Abstract

A glucose tolerance test (GTT) is routinely used to assess glucose homeostasis in clinical settings and in preclinical research studies using rodent models. The procedure assesses the ability of the body to clear glucose from the blood in a defined time after a bolus dose. In the human clinical setting, glucose is ingested via voluntary consumption of a glucose-sweetened drink. Typically, in the rodent GTT oral gavage (gavage-oGTT) or (more commonly) intraperitoneal injection (IPGTT) are used to administer the glucose bolus. Although used less frequently, likely due to investigator technical and experience barriers, the former is the more physiologically relevant as it integrates the gastrointestinal tract (GI), including release of key incretin hormones. However, orally gavaging glucose in the GTT is also not without its limitations: gavaging glucose straight into the stomach bypasses potentially critical early glucose-sensing via the mouth (cephalic phase) and associated physiological responses. Furthermore, gavaging is stressful on mice, and this by itself can increase blood glucose levels. We have developed and validated a refined protocol for mouse oral GTT which uses a voluntary oral glucose dosing method, micropipette-guided drug administration (MDA), without the need for water deprivation. This approach is simple and non-invasive. It is less stressful for the mice, as evidenced by lower circulating corticosterone levels 10 minutes after glucose-dosing compared to oral gavage. This is significant for animal and investigator welfare, and importantly minimising the confounding effect of stress on mouse glucose homeostasis.
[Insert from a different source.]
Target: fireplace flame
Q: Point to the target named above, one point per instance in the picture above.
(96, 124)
Using a randomised cross-over design, we have validated the MDA approach in the oGTT against oral gavage in male and female C57BL/6J and C57BL/6N mice. We show the ability of this method to detect changes in glucose tolerance in diet-induced obese animals. Compared to oral gavage there was lower inter-animal variation in the MDA-oGTT. In addition to being more representative of the human procedure, the MDA-oGTT is easy and has lower barriers to adoption than the gavage oGTT as it is non-invasive and requires no specialist equipment or operator training. The MDA-oGTT a more clinically representative, accessible, and refined replacement for the gavage-oGTT for mouse metabolic phenotyping, which is simple yet overcomes significant deficiencies in the current standard experimental approaches.